さおだけ屋はなぜ潰れないのか? 身近な疑問からはじめる会計学 (光文社新書)

さおだけ屋はなぜ潰れないのか? 身近な疑問からはじめる会計学 (光文社新書)

  • なるほど「身近な疑問からはじめる会計学

少し前にベストセラーになった本ですね。
副題の「身近な疑問からはじめる会計学」という言葉が
すんなりあてはまる本だと思います。
会計・経理が苦手とか、言葉自体に拒否反応を起こすけど、
仕事には必要だ‥といったような人にお薦めかなと思います。
標題の「住宅地を流している、売れているとは到底思えない
「さおだけ屋」がなぜ潰れないのか?」
といった理由を、会計学的な面から説明しています。
(ちなみに「さおだけ屋」が潰れない理由は、
「配達の帰りであり、追加のコストはかからない」、
あるいは「高いさおだけを売りつける悪徳訪問販売」だから。
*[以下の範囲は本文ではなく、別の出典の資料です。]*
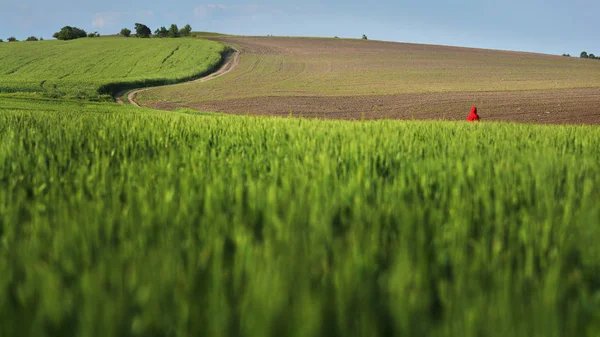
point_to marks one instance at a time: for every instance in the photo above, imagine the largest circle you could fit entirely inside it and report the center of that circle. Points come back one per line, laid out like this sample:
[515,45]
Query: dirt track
[229,64]
[557,106]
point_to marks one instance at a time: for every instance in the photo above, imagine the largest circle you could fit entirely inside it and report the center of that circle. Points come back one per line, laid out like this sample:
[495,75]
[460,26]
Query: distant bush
[173,31]
[186,30]
[142,31]
[161,32]
[585,55]
[125,32]
[69,33]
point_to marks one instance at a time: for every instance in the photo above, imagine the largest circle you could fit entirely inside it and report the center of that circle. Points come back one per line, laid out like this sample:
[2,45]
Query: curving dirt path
[232,60]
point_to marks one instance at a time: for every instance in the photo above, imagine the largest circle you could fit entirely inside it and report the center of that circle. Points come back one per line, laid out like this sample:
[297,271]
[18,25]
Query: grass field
[90,68]
[338,78]
[117,221]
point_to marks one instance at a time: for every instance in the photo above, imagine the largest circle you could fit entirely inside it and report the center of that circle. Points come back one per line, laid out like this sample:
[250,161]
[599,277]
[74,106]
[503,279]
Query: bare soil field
[354,79]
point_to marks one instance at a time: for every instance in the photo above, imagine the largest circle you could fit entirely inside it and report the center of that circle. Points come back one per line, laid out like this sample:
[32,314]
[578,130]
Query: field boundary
[229,62]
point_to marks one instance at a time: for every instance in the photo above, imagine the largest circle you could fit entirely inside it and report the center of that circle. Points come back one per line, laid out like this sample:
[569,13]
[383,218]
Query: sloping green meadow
[117,221]
[92,68]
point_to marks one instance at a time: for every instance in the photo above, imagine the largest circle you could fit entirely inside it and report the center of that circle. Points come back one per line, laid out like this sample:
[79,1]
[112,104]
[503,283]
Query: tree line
[585,55]
[141,31]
)

  • 「キャッシュ・フロー」「連結経営」「在庫回転率」など

また、身近な疑問から始める例として、
飲み会の集金が、皆からお金を集めて
キャッシュカードで支払を済ませれば、
結果的に手元にはお金が残る、という事実に着目して
キャッシュ・フロー」に言及したりしていますね。
あと住宅地の流行っていない、
フランス料理店の商売が成り立っている理由を、
フランス料理教室とのコラボレーション(「連結経営」)
に結び付けるなど、なるほど身近な例を使用して、
会計的な用語・考え方を、上手く説明していると思います。

  • でも「さおだけ屋」さんが読んだら、気を悪くしそうな記述も‥

もっとも、さおだけ屋の例もそうですけど、
あくまでも著者の推測なんですけどね。
まっとうな「さおだけ屋」さんが読んだら、
悪徳商売と結び付けられているので、
少々気を悪くしてしまうかもしれません‥
また、あくまでも身近な例に留めており、
キャッシュ・フロー計算書」などの
実際の財務諸表は出てこないので、
その分抵抗感も少ないかもしれないですね。
もっとも、私のような、経理業務を
仕事にしている立場からしてみると、
まぁ基本中の基本って感じの内容ですけど、
楽しく読むことは出来たかな、と思いました。